Jeronima’s plan was as follows: she would place the twins in adjacent rooms and pose questions to both until some disparity appeared, and then she would use the difference in their stories to drive a wedge between them. Jeronima was aware that Myles was a smart one, but she felt confident that he would crumble quickly in an interview situation.
Myles awoke, and quickly realised that all was not right in the Fowl world. For one thing, he was in a chair, which was most unusual for him. Not being in a chair per se, but waking from slumber in a chair, for Myles was not the type of boy to simply nod off; he had not once, since the age of two, fallen asleep in a chair, sofa or recliner.
To explain: Myles’s brain was so active that he was obliged to perform a nightly relaxation routine in order to disengage his synapses. This routine involved first inserting his night-time mouth guard and then completing self-hypnosis exercises while focusing on Beckett’s unusually musical snores. Beckett’s snores, technically speaking, were not snores at all but a trio of whistles that he exhaled through both of his nostrils and his mouth. This triple exhale was unusual enough in itself, but the really extraordinary thing was that each orifice played a different note. Notes that combined to form a perfect C-major chord, which never failed to remind Myles of Beethoven’s Mass.
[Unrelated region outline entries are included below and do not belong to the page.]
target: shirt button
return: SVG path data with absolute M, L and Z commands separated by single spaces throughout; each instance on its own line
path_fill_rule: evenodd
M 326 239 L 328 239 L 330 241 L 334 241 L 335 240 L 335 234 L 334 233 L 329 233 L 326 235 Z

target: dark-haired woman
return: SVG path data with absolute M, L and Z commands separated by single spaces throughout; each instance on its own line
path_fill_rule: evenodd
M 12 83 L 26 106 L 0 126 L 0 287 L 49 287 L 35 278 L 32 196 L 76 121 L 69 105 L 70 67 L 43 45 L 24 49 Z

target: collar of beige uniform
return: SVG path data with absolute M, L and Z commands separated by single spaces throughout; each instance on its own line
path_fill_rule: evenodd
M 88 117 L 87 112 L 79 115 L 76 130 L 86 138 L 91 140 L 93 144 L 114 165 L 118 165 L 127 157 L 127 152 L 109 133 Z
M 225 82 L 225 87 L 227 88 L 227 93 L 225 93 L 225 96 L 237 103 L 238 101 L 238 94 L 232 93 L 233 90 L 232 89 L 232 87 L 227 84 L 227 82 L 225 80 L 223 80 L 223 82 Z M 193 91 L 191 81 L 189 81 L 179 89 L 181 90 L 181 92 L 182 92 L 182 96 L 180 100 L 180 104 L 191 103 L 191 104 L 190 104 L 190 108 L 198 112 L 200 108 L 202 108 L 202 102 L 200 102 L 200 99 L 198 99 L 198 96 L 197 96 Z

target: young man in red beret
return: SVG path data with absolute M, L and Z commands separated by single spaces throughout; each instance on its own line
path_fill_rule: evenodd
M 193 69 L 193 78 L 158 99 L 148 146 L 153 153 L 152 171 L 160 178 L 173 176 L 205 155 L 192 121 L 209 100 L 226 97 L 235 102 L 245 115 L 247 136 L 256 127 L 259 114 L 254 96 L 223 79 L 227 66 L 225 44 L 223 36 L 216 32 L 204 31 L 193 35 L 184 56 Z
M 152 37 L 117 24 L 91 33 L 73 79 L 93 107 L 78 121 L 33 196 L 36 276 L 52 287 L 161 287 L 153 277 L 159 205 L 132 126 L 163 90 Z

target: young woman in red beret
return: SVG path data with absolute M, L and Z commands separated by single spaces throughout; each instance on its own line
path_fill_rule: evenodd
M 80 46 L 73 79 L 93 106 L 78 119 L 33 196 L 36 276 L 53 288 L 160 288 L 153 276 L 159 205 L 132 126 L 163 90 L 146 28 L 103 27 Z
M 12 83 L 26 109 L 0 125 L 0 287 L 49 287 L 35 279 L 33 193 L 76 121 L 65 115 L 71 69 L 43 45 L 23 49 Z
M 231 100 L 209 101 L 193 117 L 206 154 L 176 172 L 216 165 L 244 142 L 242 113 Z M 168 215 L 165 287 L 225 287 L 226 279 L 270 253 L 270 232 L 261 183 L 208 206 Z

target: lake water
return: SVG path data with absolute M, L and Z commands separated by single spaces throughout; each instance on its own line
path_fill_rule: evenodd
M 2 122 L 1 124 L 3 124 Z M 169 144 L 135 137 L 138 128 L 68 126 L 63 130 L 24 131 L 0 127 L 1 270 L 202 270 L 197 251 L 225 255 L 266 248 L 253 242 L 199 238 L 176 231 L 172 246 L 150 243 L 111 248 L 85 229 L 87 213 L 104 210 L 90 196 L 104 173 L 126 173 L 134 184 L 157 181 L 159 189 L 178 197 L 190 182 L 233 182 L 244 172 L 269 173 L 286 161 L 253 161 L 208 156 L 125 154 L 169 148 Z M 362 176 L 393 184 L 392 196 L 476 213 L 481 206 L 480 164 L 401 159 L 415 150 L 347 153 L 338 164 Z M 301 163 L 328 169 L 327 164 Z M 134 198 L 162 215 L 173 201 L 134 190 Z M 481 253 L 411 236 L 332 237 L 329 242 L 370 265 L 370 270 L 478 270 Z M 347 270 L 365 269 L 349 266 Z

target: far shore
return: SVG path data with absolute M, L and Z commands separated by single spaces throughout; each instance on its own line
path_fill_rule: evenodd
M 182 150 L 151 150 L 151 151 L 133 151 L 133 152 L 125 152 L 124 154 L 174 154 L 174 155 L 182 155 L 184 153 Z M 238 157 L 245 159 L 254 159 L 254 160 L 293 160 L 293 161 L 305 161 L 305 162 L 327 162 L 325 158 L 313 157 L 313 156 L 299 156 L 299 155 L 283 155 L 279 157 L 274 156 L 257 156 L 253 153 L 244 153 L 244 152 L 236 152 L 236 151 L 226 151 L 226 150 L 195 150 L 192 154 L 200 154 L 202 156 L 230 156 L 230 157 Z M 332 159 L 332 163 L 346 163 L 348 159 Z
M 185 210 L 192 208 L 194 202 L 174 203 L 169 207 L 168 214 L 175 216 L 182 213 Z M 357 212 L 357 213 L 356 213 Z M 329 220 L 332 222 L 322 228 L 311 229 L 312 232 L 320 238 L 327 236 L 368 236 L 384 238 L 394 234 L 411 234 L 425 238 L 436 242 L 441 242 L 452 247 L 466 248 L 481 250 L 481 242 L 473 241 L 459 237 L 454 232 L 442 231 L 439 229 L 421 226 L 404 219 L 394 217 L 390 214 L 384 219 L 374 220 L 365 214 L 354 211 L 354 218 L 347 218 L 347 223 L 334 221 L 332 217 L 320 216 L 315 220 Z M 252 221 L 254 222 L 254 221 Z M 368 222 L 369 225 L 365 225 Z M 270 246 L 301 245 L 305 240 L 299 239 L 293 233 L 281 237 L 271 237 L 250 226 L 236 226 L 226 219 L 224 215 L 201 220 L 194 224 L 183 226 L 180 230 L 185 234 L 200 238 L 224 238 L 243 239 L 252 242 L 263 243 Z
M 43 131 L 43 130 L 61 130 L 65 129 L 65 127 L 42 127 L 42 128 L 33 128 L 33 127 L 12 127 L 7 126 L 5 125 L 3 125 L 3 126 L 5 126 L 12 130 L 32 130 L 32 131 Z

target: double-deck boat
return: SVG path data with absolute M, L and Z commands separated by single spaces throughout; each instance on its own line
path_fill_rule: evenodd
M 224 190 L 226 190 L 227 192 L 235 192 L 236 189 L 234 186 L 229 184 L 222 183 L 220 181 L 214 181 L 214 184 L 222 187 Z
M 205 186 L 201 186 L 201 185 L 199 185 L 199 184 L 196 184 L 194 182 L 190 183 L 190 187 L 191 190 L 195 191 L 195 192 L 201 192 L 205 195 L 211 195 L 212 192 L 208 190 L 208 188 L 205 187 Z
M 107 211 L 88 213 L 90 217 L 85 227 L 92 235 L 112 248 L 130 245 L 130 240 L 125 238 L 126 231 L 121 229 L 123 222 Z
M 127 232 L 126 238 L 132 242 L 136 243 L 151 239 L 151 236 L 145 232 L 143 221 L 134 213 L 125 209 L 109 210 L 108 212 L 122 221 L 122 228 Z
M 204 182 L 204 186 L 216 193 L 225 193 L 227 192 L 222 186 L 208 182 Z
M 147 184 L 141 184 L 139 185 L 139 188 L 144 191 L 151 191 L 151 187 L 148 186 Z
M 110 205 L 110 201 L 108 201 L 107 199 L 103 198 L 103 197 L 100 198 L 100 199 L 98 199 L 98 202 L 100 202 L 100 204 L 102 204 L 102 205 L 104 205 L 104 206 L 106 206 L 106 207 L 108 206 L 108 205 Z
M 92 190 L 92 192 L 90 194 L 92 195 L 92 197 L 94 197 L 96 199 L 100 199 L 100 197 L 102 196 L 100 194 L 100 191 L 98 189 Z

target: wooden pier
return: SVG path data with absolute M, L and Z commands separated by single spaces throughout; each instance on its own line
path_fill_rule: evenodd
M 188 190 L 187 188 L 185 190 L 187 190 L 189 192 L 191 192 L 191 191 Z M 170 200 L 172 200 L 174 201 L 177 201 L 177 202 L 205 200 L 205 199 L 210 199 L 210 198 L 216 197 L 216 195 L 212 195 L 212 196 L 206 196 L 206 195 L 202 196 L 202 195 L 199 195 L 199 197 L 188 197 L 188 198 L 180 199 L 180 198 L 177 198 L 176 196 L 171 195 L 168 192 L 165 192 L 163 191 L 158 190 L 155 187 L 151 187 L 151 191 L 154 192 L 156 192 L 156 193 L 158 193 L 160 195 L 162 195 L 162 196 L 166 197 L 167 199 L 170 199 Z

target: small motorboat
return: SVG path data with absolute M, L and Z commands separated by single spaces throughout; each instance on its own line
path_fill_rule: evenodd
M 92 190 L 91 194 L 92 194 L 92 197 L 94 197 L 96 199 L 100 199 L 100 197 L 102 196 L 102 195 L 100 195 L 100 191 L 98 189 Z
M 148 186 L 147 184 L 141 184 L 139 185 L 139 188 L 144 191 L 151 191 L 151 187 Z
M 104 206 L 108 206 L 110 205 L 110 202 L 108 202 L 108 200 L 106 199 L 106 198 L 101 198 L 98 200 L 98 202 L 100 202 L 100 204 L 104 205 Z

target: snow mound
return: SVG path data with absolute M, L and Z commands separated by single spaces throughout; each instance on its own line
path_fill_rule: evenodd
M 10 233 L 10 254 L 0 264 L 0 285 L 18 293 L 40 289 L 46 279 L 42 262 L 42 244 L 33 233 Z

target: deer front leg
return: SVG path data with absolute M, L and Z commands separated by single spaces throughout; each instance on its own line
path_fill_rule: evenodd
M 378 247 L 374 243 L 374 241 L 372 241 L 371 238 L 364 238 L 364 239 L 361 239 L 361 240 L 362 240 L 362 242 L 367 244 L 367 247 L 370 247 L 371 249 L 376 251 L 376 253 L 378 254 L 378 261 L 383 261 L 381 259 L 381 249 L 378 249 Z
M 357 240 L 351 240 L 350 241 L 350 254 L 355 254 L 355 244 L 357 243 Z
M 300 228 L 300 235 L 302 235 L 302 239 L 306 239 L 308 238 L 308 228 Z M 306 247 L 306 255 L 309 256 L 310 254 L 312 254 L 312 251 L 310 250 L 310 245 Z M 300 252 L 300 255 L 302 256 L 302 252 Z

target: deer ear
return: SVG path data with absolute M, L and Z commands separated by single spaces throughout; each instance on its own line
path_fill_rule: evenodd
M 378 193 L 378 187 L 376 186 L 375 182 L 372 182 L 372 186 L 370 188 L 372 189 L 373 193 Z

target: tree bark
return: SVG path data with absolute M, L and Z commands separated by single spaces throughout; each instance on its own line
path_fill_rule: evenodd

Myles could not hear the chord now and knew that he had been separated from his twin. He looked around to find himself in an underground room with stone columns and vaulted arches. There were no visual cues to suggest that he was underground, but Myles could tell instinctively – something perhaps about the heaviness of the air or a pressure he felt in his skull – that he was below sea level. Myles’s skull was very sensitive, and the least change in atmospherics could precipitate a migraine.
Sister Jeronima was seated across a table from him. Bizarrely enough, the nun was absently polishing a throwing knife with a chamois cloth.
Sad, thought Myles. Such a pathetic attempt to intimidate me.
Jeronima expects me to reference the knife, he realised, thus giving her the upper hand.
‘Buenas tardes, Myles Fowl,’ said the nun without looking up from her knife. ‘You must have so many questions.’
It was true that there were things Myles needed to know, but he had answers too, should anyone care to pose the corresponding questions.
He could have asked: Where am I precisely?
Or indeed: Who exactly do you represent?
Or certainly: What do you want with us?
Myles knew that, should he pretend to pass himself off as a frightened, witless youth to learn these things, Jeronima would see right through him; after all, his intellect was well documented.
So, instead of firing off a barrage of questions, Myles said, ‘You sedated us with the helicopter’s oxygen masks. That was a despicable trick, Sister.’
Jeronima was not in the least abashed. ‘The levels are delicate. Sometimes people fall asleep.’
‘And then you are free to smuggle them into your subterranean base without fuss. I would guess we are in Amsterdam. Or perhaps Rotterdam, but I imagine Amsterdam. I do love Amsterdam. The NEMO Science Museum is a marvel, though I do worry about the EYE theatre, architecturally. I have written letters to the board.’
Jeronima gave Myles her full attention. ‘Very good. How did you know we were in Amsterdam?’
This would usually have been a simple question for the NANNI chip embedded in Myles’s spectacles to answer. The map of their trip was displayed for his eyes only on the inside of his lenses. Unfortunately, NANNI had lost network outside Schiphol airport, so Myles had been forced to make an educated guess.
‘Never mind that,’ said Myles. ‘I’m sure you must have questions.’
‘Oh, sí,’ said Jeronima. ‘I have questions, but perhaps some answers too. I can tell you where your brother is.’
Myles rubbed the scar on his wrist. ‘No need. Beckett is in the next room.’
‘You can sense your twin?’
‘Our scars twinge like a form of spiritual radar,’ said Myles. ‘Usually I can see him too.’